- - Monday, March 26, 2018


How well do you know those closest to you? Not as well as you think.

We saw a familiar scenario last week after the bombings in Austin. It was a lot like the one that followed the Las Vegas massacre, and which followed many of the previous mass shootings, too. The familiar scenario is video of shocked and bewildered family members of mass killers telling reporters some version of, “He was such a nice guy – quiet, helpful…I can’t believe it…I HAD NO IDEA.”

From Columbine in 1999 to Austin in 2018, parents, siblings and spouses have failed to predict the explosion of violence from their family.

And we, the skeptical public, shake our heads in disbelief. How could the parents/wife/best friend not have known? We believe that in their place we surely would have known.

We are wrong.

People are routinely taken by surprise by the behavior of those closest to them; spouses are stunned by their partner’s infidelity, parents are shocked to learn their child is addicted, congregations are dumfounded by their clergy’s sexual misconduct, business owners are devastated by their employees’ financial crimes, friends are heartbroken by their friend’s suicide. It happens every day.
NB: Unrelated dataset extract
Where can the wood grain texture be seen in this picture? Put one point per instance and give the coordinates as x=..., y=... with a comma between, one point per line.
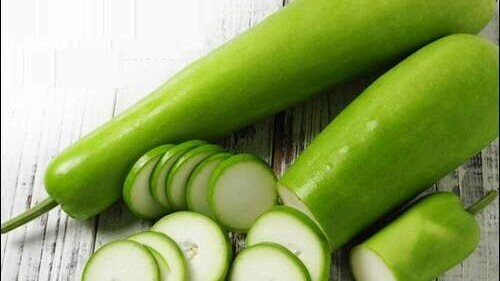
x=46, y=105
The world provides evidence that we do not know those closest to us as well as we think we do.  

Director Richard Linklater’s movies deal with the difficulty of knowing the other person in a relationship. He observed, “no one really knows anyone. That’s the thing about relationships … it is so hard for anyone to even know themselves. Who I am is always changing, so how can anyone else share in that?”

Science confirms his observation.

Social psychologist Nicholas Epley and others have studied how well couples guess each other’s opinions and preferences. They consistently find that even long-married couples think they know one another a lot better than they actually do.
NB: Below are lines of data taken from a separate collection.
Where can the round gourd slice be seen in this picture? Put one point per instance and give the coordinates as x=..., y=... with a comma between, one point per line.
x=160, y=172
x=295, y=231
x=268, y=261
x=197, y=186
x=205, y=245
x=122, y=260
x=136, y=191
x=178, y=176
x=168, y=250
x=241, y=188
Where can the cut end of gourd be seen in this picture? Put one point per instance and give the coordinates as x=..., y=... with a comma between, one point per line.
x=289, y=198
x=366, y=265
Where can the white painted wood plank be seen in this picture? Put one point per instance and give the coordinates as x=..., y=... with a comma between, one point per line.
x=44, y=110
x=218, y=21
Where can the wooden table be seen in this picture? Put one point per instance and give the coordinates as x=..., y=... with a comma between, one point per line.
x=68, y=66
For example, on a survey that asked participants to rate their own intelligence, athleticism, and attractiveness, people thought they could correctly guess their partners’ responses about 80 percent of the time. Actually, they guessed right only 30 percent of the time - not much better than chance (10 percent)!

It turns out that there is only one way to know what someone else thinks, and that is to ask.  
We aren’t very good at prediction in general, and violence is particularly hard to predict. We know some characteristics of mass killers, but millions who share those characteristics never become violent at all.

Mass killers are often portrayed as socially isolated loners, but that’s not quite accurate, according to Katherine Newman, a sociologist at Johns Hopkins University who has studied high-school and university shootings. “After the fact, when you interview people who knew them, they’ll say, ‘He had friends. I was one of his friends.’ But in general, their social experience is not one of easy incorporation.”

Many people struggle with social acceptance, with friendships – and with self-esteem.  Many experience failure and disappointments, unemployment and rejection – all things associated with mass killings…but only the tiniest number of those people ever become violent.

The combined evidence of science and art, as well as real life experience, leave us with what we have known for a long time; that - broadly speaking, though not in every case - the best predictors of violence are still these: a history of violence and access to guns.

All we need now is the resolve to act wisely on what we know.